Дюк чуть было не сплюнул, но вовремя спохватился, вспомнив: его положение обязывает быть достойным искусства, которым торгует.
— Ладно, Дюк, это все хорошо. Однако мне срочно нужна оценка одной небольшой коллекции: Так что тебе придется поработать.
— У меня и так дел невпроворот, — сходу стал отбиваться от незапланированного объема работы директор салона.
— Ну, тогда с Центром современного искусства ты явно поспешил, — замечаю я, однако Дюк вместо того, чтобы возразить, отстаивая свою идею, тут же делает вид — эта мысль не лишена логики. Придется на него другим методом воздействовать, таким, который меня еще ни разу не подводил.

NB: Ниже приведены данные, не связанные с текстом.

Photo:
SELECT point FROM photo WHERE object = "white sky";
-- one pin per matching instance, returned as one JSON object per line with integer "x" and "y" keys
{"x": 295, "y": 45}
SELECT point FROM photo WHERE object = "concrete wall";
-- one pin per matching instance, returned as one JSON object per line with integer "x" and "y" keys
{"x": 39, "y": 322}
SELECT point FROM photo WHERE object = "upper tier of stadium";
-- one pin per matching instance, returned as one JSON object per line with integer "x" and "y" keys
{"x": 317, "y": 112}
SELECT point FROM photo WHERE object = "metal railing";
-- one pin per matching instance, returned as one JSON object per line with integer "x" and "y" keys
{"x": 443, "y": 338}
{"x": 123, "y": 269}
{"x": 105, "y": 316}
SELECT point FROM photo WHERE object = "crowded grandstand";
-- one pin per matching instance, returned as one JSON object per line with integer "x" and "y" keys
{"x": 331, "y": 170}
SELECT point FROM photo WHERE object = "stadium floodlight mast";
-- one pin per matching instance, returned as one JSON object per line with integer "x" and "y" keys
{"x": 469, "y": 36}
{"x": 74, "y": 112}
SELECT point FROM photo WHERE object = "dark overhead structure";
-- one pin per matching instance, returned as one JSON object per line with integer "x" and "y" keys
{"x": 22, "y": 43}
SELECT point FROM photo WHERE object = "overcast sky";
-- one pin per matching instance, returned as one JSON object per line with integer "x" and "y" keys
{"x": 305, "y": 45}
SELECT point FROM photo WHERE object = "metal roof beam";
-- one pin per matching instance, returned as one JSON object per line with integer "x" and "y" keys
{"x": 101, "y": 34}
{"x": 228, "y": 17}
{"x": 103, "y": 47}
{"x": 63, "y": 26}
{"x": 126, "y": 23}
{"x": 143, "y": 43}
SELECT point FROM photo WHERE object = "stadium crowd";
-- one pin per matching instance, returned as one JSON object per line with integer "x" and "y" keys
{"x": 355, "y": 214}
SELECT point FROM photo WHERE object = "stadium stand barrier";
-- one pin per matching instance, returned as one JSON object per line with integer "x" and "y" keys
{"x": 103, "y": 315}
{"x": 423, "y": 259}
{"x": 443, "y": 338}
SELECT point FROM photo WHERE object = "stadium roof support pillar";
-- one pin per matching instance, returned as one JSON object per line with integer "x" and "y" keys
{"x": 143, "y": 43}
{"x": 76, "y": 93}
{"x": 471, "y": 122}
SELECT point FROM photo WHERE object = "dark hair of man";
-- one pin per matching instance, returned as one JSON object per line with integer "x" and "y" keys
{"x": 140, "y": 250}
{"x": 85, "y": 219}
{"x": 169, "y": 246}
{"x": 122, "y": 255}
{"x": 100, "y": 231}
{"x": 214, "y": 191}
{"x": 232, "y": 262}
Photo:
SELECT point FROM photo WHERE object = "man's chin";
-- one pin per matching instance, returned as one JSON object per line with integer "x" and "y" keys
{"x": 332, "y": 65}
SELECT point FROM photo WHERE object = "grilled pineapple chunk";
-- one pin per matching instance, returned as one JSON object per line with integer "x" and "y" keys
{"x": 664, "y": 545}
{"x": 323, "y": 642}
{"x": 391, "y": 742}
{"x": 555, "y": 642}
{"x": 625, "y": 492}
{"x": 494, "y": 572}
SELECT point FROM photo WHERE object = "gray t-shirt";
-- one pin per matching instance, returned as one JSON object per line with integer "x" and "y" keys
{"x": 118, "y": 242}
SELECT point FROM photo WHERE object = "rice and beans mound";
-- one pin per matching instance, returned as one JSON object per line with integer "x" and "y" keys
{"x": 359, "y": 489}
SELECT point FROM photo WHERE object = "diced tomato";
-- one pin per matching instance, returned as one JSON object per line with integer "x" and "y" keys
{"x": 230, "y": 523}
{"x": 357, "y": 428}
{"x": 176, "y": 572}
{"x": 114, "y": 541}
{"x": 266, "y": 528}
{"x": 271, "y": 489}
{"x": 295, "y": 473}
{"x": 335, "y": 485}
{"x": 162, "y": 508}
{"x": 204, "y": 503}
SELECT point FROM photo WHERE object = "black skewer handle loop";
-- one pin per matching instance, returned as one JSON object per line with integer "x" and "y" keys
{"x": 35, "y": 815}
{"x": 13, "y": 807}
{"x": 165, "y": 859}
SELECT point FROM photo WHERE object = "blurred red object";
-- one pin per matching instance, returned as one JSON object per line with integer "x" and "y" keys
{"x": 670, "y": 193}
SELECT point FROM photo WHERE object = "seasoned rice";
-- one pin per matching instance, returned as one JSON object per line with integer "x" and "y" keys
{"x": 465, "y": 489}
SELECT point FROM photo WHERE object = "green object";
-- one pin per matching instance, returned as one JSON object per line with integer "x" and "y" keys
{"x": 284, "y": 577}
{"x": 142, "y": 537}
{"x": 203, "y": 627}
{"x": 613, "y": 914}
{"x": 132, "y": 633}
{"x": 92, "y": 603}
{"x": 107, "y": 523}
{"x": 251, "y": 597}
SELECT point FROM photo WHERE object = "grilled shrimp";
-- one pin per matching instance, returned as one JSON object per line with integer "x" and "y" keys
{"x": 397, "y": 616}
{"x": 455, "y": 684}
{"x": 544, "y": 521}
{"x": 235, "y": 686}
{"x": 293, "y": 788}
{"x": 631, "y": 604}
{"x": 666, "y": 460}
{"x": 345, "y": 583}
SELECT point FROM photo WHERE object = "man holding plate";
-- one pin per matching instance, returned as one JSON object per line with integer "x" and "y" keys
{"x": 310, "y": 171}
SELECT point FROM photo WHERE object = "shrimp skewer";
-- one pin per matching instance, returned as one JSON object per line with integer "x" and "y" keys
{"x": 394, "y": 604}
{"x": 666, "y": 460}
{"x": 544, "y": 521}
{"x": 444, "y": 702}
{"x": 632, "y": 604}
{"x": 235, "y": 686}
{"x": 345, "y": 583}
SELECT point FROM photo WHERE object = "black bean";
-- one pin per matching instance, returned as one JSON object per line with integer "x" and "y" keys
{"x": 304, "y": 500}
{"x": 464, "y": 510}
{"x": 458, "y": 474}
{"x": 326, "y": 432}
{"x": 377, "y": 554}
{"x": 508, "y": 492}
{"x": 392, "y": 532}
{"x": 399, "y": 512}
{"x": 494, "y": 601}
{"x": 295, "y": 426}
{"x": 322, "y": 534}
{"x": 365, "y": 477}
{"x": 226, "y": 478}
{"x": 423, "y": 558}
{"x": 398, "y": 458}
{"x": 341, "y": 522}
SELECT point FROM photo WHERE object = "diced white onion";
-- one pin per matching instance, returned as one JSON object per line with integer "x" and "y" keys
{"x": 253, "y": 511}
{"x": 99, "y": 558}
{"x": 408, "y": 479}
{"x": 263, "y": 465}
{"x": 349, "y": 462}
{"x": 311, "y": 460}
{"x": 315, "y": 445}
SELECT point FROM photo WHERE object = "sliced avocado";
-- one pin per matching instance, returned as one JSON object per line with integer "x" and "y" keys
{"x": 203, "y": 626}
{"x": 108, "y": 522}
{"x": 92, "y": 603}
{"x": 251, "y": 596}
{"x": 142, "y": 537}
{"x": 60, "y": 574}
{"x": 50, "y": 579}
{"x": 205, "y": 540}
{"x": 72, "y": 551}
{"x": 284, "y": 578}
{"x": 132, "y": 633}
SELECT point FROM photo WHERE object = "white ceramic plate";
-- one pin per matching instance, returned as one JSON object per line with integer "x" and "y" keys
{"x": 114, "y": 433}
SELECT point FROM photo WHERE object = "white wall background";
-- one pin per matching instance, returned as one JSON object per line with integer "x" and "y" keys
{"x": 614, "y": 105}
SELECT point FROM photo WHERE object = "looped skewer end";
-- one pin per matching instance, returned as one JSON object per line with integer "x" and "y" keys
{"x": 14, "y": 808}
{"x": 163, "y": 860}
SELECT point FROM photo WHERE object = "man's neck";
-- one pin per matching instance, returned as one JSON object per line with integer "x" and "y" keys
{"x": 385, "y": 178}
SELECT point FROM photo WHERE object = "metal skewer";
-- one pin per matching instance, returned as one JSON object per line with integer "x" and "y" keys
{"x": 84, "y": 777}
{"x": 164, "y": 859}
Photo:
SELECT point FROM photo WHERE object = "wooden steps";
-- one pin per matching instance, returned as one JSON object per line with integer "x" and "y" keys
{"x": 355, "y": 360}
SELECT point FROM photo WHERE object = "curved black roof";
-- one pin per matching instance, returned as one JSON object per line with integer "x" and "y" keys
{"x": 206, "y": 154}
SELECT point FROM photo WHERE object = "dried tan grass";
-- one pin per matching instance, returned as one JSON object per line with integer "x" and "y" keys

— Если увеличивается объем работы, значит, оплата не должна оставаться прежней, — рассуждаю вслух, и Дюк тут же расплывается в довольной улыбке, как бы мгновенно соглашаясь с такой здравой мыслью. — К тому же величина гонорара зависит от скорости выполнения задания.
Всем своим видом Дюк уже наглядно доказывал: ему стали до барабана все бесценные произведения искусства и постоянные клиенты. Несмотря на огромный объем работы, он был готов тратить для выполнения моей просьбы даже личное время.